How Can We Have Kids Talk to Each Other if Schools are Segregated?
Nick Kristof’s column describing how Black musician Daryl Davis persuaded scores of KKK members to abandon their racist perspectives was heartwarming and hopeful. As a 10 year old, Mr. Davis was assaulted by a group of white racists. He described his reaction thus:
“I was incredulous,” Davis recalled. “My 10-year-old brain could not process the idea that someone who had never seen me, who had never spoken to me, who knew nothing about me, would want to inflict pain upon me for no other reason than the color of my skin.”

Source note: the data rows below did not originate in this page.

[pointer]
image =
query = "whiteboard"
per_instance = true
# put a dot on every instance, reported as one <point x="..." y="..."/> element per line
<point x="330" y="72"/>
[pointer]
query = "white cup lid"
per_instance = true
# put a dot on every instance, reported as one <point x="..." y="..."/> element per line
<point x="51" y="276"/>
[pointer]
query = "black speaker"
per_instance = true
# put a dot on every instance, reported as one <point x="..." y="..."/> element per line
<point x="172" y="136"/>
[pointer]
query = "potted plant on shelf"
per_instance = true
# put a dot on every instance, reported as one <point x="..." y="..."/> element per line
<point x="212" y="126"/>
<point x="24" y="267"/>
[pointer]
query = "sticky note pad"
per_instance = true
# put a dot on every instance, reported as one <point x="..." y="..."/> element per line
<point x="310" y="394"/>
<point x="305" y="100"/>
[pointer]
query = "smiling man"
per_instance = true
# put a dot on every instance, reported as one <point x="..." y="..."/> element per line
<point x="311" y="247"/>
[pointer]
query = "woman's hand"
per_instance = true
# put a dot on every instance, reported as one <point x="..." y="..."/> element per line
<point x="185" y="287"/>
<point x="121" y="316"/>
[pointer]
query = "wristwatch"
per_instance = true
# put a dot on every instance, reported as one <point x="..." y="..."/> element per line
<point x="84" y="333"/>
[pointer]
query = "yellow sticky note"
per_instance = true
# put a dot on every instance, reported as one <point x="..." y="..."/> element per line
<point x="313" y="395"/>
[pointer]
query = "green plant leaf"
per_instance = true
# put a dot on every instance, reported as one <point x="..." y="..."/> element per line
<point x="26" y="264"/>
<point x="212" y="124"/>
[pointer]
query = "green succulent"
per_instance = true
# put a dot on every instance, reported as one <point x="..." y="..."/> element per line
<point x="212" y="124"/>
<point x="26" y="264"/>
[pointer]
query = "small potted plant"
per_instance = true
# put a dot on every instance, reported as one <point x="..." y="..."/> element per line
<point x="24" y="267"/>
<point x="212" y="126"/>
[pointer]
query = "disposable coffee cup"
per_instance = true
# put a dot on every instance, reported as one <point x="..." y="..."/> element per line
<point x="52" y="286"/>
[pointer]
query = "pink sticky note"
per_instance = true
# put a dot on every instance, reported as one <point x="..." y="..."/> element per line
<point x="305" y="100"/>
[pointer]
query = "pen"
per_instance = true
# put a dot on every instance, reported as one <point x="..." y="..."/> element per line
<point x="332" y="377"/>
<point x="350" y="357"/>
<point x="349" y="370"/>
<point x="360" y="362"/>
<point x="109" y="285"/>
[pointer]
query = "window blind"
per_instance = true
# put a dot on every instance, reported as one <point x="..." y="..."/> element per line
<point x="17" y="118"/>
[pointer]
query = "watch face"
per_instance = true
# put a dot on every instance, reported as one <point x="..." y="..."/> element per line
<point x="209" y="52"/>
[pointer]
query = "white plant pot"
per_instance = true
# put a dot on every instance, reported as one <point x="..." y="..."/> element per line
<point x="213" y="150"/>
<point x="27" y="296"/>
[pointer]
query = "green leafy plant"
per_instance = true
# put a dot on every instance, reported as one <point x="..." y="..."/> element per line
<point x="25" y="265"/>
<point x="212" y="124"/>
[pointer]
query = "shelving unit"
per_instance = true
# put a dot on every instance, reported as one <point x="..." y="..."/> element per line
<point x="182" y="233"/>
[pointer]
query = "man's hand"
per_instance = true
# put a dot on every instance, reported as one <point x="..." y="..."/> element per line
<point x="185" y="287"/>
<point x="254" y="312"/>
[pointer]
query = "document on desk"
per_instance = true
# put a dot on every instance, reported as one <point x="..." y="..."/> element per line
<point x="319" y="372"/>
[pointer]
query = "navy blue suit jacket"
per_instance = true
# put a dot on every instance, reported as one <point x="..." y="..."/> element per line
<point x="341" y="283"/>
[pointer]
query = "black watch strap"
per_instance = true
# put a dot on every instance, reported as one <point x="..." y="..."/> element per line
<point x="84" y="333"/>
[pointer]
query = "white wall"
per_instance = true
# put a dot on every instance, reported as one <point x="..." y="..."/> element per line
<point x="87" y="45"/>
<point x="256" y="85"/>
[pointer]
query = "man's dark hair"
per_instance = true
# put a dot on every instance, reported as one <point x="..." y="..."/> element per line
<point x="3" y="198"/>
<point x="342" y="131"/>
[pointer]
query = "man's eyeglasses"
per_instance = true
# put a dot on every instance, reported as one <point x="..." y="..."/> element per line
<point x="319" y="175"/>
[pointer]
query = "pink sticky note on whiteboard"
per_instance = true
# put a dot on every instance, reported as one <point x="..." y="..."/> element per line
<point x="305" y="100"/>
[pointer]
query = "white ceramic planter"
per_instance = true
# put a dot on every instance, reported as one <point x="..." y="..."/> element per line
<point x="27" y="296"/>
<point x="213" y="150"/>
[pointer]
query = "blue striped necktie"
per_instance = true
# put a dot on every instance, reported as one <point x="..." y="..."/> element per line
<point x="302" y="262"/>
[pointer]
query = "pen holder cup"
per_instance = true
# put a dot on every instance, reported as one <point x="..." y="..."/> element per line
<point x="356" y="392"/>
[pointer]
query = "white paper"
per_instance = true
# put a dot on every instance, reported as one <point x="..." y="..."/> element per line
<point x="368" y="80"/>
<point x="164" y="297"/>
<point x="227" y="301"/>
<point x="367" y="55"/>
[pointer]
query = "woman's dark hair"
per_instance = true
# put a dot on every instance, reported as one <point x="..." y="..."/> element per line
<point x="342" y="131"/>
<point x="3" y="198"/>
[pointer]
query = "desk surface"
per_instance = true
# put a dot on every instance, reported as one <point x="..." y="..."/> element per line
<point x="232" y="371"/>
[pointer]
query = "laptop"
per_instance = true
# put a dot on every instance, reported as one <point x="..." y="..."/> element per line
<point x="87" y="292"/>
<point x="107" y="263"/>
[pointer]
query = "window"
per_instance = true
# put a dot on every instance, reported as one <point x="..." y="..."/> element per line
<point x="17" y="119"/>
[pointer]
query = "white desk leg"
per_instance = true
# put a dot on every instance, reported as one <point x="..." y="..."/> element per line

“How can you hate me,” he remembers wondering, “when you don’t even know me?”
Over the years that followed, Mr. Davis found out the answer to his question by engaging racists in dialogue… and unsurprisingly he found that the hatred can only exist when individuals do NOT know each other. Dialogue can help forge unity far more than debate. In Kristof’s words: “If we’re all stuck in the same boat, we should talk to each other.” Kristof then quotes Adam Grant:
“Daryl Davis demonstrates that talking face-to-face with your ideological opponents can motivate them to rethink their views,” said Adam Grant, an organizational psychologist at the Wharton School of the University of Pennsylvania. “He’s an extraordinary example of what psychologists have repeatedly shown with evidence: In over 500 studies, interacting face-to-face with an out-group reduced prejudice 94 percent of the time.
But as long as our schools are segregated racially and sociologically how can children interact face-to-face with an out-group? And if CHILDREN don’t have that kind of interaction before leaving high school and they reside in racially and socio-economically segregated neighborhoods or communities, when will they ever have the opportunity unless we intentionally create it for them? More than anything else, this is the best argument for mandatory public service. For creating a place where “out-groups” can interact with each other and come to understand that we are all in the same boat.